Prepitch: Character integer literals


(Xiaodi Wu) #288

On the contrary, I think this thread is just starting to go in some interesting directions. Given that it won’t make it into Swift 5.0, I don’t see any reason to cut off such fruitful discussion.


(Tino) #289

I have no idea what merit continuing this thread may have or if anyone reads all those messages, but as it is tagged as a pitch and even labeled as "prepitch", I think it's sensible to move forward by creating a new topic.
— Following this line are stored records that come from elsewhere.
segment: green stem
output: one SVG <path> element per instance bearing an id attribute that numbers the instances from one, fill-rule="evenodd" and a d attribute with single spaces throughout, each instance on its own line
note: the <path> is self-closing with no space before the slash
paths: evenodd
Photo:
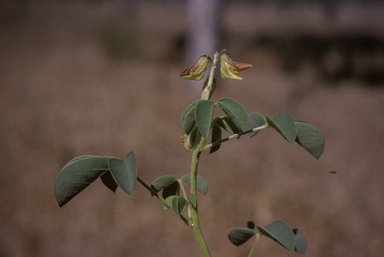
<path id="1" fill-rule="evenodd" d="M 196 147 L 196 149 L 193 151 L 192 155 L 192 167 L 191 167 L 191 194 L 197 195 L 197 168 L 199 165 L 199 158 L 201 154 L 201 149 L 204 147 L 205 139 L 202 137 L 200 143 Z M 197 208 L 197 202 L 196 202 L 196 208 L 193 206 L 189 207 L 189 220 L 190 220 L 190 227 L 193 231 L 193 234 L 195 235 L 195 238 L 197 240 L 197 243 L 200 246 L 201 251 L 203 252 L 203 255 L 205 257 L 210 257 L 211 254 L 209 253 L 207 244 L 205 243 L 203 234 L 200 229 L 200 221 L 199 221 L 199 213 Z"/>
<path id="2" fill-rule="evenodd" d="M 187 193 L 185 192 L 185 189 L 184 189 L 184 186 L 183 186 L 183 182 L 181 181 L 181 179 L 178 179 L 177 182 L 178 182 L 179 185 L 180 185 L 181 192 L 183 193 L 185 200 L 188 201 Z"/>
<path id="3" fill-rule="evenodd" d="M 209 100 L 209 97 L 211 94 L 211 90 L 213 90 L 213 76 L 215 74 L 215 68 L 216 63 L 219 60 L 220 53 L 216 52 L 213 58 L 213 61 L 211 63 L 211 72 L 209 73 L 209 79 L 208 79 L 208 85 L 207 90 L 204 94 L 202 94 L 202 99 Z M 197 169 L 199 166 L 199 159 L 200 154 L 204 149 L 204 144 L 206 142 L 206 139 L 200 135 L 201 139 L 200 142 L 195 147 L 195 150 L 192 154 L 192 165 L 191 165 L 191 194 L 194 194 L 197 197 Z M 195 238 L 197 240 L 197 243 L 200 246 L 200 249 L 205 257 L 210 257 L 211 254 L 209 253 L 207 244 L 205 243 L 203 234 L 201 233 L 200 229 L 200 221 L 199 221 L 199 212 L 198 212 L 198 202 L 196 199 L 196 207 L 193 207 L 189 205 L 188 207 L 188 218 L 190 221 L 190 228 L 193 231 L 193 234 L 195 235 Z"/>
<path id="4" fill-rule="evenodd" d="M 257 233 L 257 234 L 256 234 L 256 242 L 255 242 L 255 244 L 253 245 L 253 247 L 252 247 L 252 249 L 251 249 L 251 252 L 249 253 L 248 257 L 252 257 L 253 252 L 255 251 L 256 246 L 257 246 L 257 243 L 259 242 L 261 236 L 262 236 L 261 233 Z"/>
<path id="5" fill-rule="evenodd" d="M 207 86 L 207 92 L 205 95 L 202 95 L 203 100 L 209 100 L 209 96 L 212 95 L 210 92 L 212 90 L 212 85 L 213 85 L 213 76 L 215 75 L 215 68 L 216 68 L 216 63 L 219 60 L 220 53 L 216 52 L 215 55 L 213 56 L 213 61 L 211 63 L 211 72 L 209 73 L 209 80 L 208 80 L 208 86 Z"/>
<path id="6" fill-rule="evenodd" d="M 255 131 L 259 131 L 259 130 L 262 130 L 262 129 L 266 129 L 266 128 L 269 128 L 269 127 L 270 127 L 269 124 L 265 124 L 265 125 L 263 125 L 263 126 L 260 126 L 260 127 L 254 128 L 254 129 L 249 129 L 249 130 L 246 130 L 246 131 L 237 133 L 237 134 L 233 134 L 233 135 L 231 135 L 231 136 L 229 136 L 229 137 L 226 137 L 226 138 L 224 138 L 224 139 L 221 139 L 221 140 L 219 140 L 219 141 L 216 141 L 216 142 L 214 142 L 214 143 L 211 143 L 211 144 L 209 144 L 209 145 L 204 146 L 204 147 L 202 148 L 202 151 L 205 151 L 205 150 L 207 150 L 207 149 L 209 149 L 209 148 L 211 148 L 211 147 L 214 147 L 214 146 L 216 146 L 216 145 L 219 145 L 219 144 L 221 144 L 221 143 L 224 143 L 224 142 L 226 142 L 226 141 L 228 141 L 228 140 L 231 140 L 231 139 L 234 139 L 234 138 L 239 138 L 239 137 L 242 136 L 242 135 L 249 134 L 249 133 L 252 133 L 252 132 L 255 132 Z"/>
<path id="7" fill-rule="evenodd" d="M 155 190 L 153 190 L 153 188 L 151 188 L 150 186 L 148 186 L 143 180 L 141 180 L 139 177 L 137 177 L 137 181 L 139 181 L 140 184 L 142 184 L 146 189 L 148 189 L 154 196 L 157 197 L 157 199 L 159 199 L 160 201 L 163 202 L 163 204 L 165 206 L 167 206 L 169 209 L 173 210 L 173 207 L 171 204 L 169 204 L 167 201 L 165 201 L 165 199 L 163 197 L 161 197 Z M 185 218 L 183 215 L 180 214 L 180 218 L 184 221 L 184 223 L 189 227 L 190 224 L 189 224 L 189 221 L 187 218 Z"/>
Also, imho it would be a good idea to start this with a introduction to the fundamental problems of encodings (I guess there are some good resources that could be linked), and their impact on Swift:
It's quite hard to find information about source file encoding for swiftc, and swiftc --help doesn't even mention what encoding it expects.


(^) #290

about midway through the thread we added exactly such a section, but we removed it because people said it “wasn’t relevant”. the “background and terminology” section is a vestige of that originally much longer background section.


(Jean-Daniel) #291

And what the use case for that ? Your int will not be usable with any UTF-8 byte buffer, which is the only representation using UInt8 actually.


(Tino) #292

SE is hard... ;-) but afaics, there's not even a link to the current proposal text in the first post (imho that alone should be reason enough to start a fresh thread), and it's tedious to find this deleted section.
I have no strong opinion how detailed the "basics" should be addressed in the proposal text, but I think it would be beneficial to have at least a link to a page that explains all those points that may seem trivial for experts, but still have potential to confuse less experienced readers.
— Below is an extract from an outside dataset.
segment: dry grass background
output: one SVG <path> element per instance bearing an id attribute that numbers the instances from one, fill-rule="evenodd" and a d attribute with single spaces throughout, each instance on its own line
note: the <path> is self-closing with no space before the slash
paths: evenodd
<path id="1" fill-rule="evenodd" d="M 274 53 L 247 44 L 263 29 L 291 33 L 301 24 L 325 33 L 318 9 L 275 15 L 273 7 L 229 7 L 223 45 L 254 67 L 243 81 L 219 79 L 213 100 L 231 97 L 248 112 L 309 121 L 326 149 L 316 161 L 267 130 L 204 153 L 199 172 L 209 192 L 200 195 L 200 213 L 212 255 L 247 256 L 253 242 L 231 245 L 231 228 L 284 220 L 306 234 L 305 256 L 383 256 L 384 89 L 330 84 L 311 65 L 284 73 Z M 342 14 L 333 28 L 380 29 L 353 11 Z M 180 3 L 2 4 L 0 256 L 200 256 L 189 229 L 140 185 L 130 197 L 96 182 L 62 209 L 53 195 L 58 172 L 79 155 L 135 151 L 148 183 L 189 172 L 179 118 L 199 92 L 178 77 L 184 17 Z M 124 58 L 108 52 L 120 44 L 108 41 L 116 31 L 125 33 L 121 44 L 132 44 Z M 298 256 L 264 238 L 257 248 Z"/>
Of course, there are some resources that explain why strings in Swift are so much more "complicated" than in other languages, but I'm not aware of any official document (mhh, looking at recent entries from https://swift.org/blog/: Maybe someone with write access could post an updated version of https://www.mikeash.com/pyblog/friday-qa-2015-11-06-why-is-swifts-string-api-so-hard.html there? ;-)


(John Holdsworth) #293

The original proposal document you’re looking for is here. It’s Unicode that is hard and thankfully we are able to avoid a detailed discussion about it since we limited the integer conversion feature to ASCII (a.k.a. Option 4). Swift does a great job of hiding the vagaries of Unicode under an clean abstraction. We’re not proposing anything that would change that other than separating Character/Unicode.Scalar literals from String literals which allows us to add making integers expressible by the new character literals for ASCII characters.


(David Waite) #294

To emphasize your point, even the source document (where this character literal is present) is in an encoding, and also risks being normalized or denormalized by other tools.

With ASCII, the risk there is that a tool might make code that didn't compile before work, or code which did compile before fail.
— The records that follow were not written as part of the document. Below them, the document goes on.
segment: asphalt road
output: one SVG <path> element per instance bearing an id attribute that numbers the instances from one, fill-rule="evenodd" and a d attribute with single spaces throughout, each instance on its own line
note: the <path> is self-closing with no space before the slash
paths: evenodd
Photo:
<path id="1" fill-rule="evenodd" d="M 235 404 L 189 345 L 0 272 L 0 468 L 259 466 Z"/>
Extending beyond ASCII, the primary risk is that people will get the codes wrong (e.g. not understand that the character literal will be interpreted as Latin 1/UCS-2/UTF-32). I do not know if source files in swift can be in non-UTF8 encoding, where this becomes even more of a confusing issue for the developer.

With UCS-2/UTF-32, the risk is that a valid scalar will be interpreted at compile time as a different valid scalar. Initializing a Unicode.Scalar from a literal is a risk but one people could be expected to understand considering they are working with literal initialization of unicode scalars.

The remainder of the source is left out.